Friday, July 03, 2009

Alternatives to Emigration for Unhappy Singaporeans.

SM Goh has, once again, brought up the issue of emigration amongst our citizens. There is sufficient finger pointing on the web on how the PAP has socially engineered our society into one which does not value our citizens. The aim of this article is to neither support nor oppose the main thrust of what the web is feeling collectively but to acknowledge that it is within our control to do something about this without taking the drastic step of giving up their NRIC cards.

Here's some suggestions on what I think can be viable alternatives to emigration:

a) Adopt alternative benchmarks.

A lot of emigration arises from feeling insecure as Singapore is perceived to have a very small group of winners versus a collectively larger group of losers. Winners get comfortable jobs in the civil service, live longer lives and have more autonomy and life satisfaction. One way of coping with this is to develop an internal benchmark on what success really is.

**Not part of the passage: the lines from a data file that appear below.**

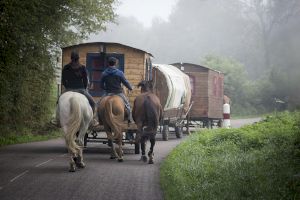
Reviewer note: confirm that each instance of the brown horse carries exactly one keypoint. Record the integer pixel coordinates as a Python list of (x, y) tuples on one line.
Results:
[(147, 113), (111, 115)]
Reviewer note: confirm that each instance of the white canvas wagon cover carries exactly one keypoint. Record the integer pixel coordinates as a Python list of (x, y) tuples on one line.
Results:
[(172, 86)]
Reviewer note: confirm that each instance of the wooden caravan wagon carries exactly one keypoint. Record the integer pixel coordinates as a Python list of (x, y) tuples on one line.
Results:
[(207, 93), (135, 63)]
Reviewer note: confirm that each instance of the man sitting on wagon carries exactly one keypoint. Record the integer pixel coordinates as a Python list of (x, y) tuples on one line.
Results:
[(75, 78), (111, 81)]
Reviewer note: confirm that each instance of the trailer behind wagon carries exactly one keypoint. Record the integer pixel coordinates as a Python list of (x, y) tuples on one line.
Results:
[(207, 87), (174, 91)]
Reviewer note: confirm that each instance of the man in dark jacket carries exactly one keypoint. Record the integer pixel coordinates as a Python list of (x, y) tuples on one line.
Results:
[(111, 81), (75, 78)]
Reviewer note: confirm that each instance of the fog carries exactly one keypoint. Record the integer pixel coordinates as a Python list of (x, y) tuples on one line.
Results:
[(262, 35)]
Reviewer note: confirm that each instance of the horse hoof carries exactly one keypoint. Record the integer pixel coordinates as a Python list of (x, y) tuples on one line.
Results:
[(144, 158), (150, 162), (80, 165), (72, 169)]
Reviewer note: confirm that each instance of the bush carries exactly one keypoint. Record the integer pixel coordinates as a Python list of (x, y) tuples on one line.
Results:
[(254, 162)]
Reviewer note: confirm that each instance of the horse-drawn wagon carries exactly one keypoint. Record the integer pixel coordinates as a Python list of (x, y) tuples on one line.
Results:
[(207, 87), (135, 63), (174, 91)]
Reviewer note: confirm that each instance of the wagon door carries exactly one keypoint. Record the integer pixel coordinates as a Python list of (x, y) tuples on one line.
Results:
[(96, 64)]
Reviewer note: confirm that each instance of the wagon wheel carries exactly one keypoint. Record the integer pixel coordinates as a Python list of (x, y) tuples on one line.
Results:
[(85, 140), (178, 131), (137, 148), (165, 132)]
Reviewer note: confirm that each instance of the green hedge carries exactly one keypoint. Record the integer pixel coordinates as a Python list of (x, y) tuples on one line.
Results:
[(259, 161)]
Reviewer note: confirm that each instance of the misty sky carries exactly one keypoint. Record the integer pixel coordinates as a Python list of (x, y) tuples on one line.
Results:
[(146, 10)]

While you may not excel in the area of achievements, you may excel in relationships or have attained a higher level of spiritual attainment. while you may not be a scholar, you may a very successful raid leader in WOW managing a number of players that a company director would envy.

b) Understand some advantages of being a Singaporean.

Singaporeans are stressed out at work. Local managers are sub-standard and a lot of bad management practices is inculcated during NS. But Singaporeans have low taxes and can save more money. Very few societies makes it so easy to gain access to maids to look after children and estate taxes are no longer a burden for those who wish to pass along money to future generations.

c) Leverage on the free lunches in Singapore.

There are free lunches in Singapore. Ridiculous low income taxes are one. Low corporate taxes and subsequent negligible taxes on dividend income is another. Singaporeans can use it to their advantage provided that they do not make the mistake of over-consuming too much and paying too much GST and subsidising the civil service through paying COE and road taxes. Getting from one point to another in Singapore still costs less than $3 if you plan your journey well and use public transport.

d) Stop thinking about what others feel about careers and family.

A lot of pressure comes from sabotage from one's own family. Many Singaporeans are comfortable being single as it is a very efficient arrangement. Others get married but never have children as they want to take advantage of dual incomes. A lot of stress disappears if you live your life the way you want to. So what if a relative thinks that being single and not having kids is abnormal? if you want to be a couple, have one kid or no kid but you want to travel 4 times a year, so be it.

Anyway, I'll do a post on this item again and examine some other suggestions but keep the feedback coming.


  1. this is a good post, however, the notion of low income/estate tax is, illusion. after accounting for public utils, GLC telco/internet, GLC transportation....and after CPF (the money is yours but you don't have sovereignty on how to use it), i wonder if you are able to save much.

    to get from point a to b can be cheape ($3), but how long? i used to spend at least 3h commuting everyday in singapore, sometimes with bad roadwork, it can be 4h. i did not work/live in ulu places either, and of course, everybody tells me singapore is small. but if it's so small, why take so long? if i drive and traffic is smooth, 2h i can drive to JB liao, why do i spend that to get home/go to work?

    the stress, quality of life, need for space (mental and physical) is what a singaporean life is. and that with the 2nd class citizenship with influx of ridiculously high cheap foreign labour without integration into the society and taxing the already maxed infrastructure.

    i don't know if there is an alternative, just like most of what living in singapore is.....liddat also boh bian.

  2. Xuan,

    Thanks for your feedback.

    Commuting is one of the biggest frustrations of modern living with many psychological surveys ranking it as one of the worse ways to spend your time on the day. My transportation from Kranji to Temasek Avenue and back takes my 3 hours a day.

    I really put in some effort to deal with this problem. Now I have an e-book I bought from ebay and found a route to take that guarantees me a bus seat. This way, I end up getting some personal time to read 3 hours a day.

    I'll see what I can do about telecomms costs and will update everyone about my strategies to cut costs on this blog.

  3. CPF and HDB are large stealth taxes

  4. 99 year leases for public housing make the point about estate taxes irrelevant. Property is not a good way to pass on wealth to your children unless you're rich enough to own private housing.

    Similarly, in more family-friendly countries there are many alternatives for day-care that don't involve hiring lowly paid domestic servants who may not be adequately trained to handle children. I'm not sure that the option of maids is a better one than that of good day-care. Day-care services in Singapore are way behind those in Sweden for example.